Open agnihp opened 4 years ago
Resilience4j version: 1.4.0
Java version: 1.8.0_65
I am using resiliance4j circuit breaker with spring boot. in the actuator health point metrics, I am seeing some disparities in slow-calls, a slow failed calls number are coming in negative instead of positive. which is not letting my circuit breaker to open. can anyone help me the significance of this, what these negative values mean?

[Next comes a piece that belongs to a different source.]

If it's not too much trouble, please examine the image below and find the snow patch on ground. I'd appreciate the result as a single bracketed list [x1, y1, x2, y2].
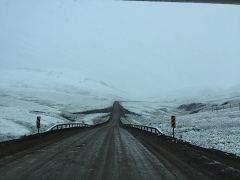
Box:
[123, 100, 240, 156]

"endpoint1":{ "status":"UP", "details":{ "failureRate":"0.0%", "failureRateThreshold":"50.0%", "slowCallRate":"0.0%", "slowCallRateThreshold":"50.0%", "bufferedCalls":3500, "slowCalls":0, "slowFailedCalls":-2682, "failedCalls":0, "notPermittedCalls":0, "state":"CLOSED" } }
I am using spring boot version 2.2.0, reactor core version: 3.3.5. I am using an annotation-based circuit breaker. and this issue is coming on higher load.
I'm also facing the same issue when exporting the metrics via Prometheus, the failure rate shows negative numbers for some of my circuit breakers.
More info on this. It seems related to the code block below:
private float getFailureRate(Snapshot snapshot) { int bufferedCalls = snapshot.getTotalNumberOfCalls(); if (bufferedCalls == 0 || bufferedCalls < minimumNumberOfCalls) { return -1.0f; } return snapshot.getFailureRate(); }
I am facing the same issue, has anyone able to solve this?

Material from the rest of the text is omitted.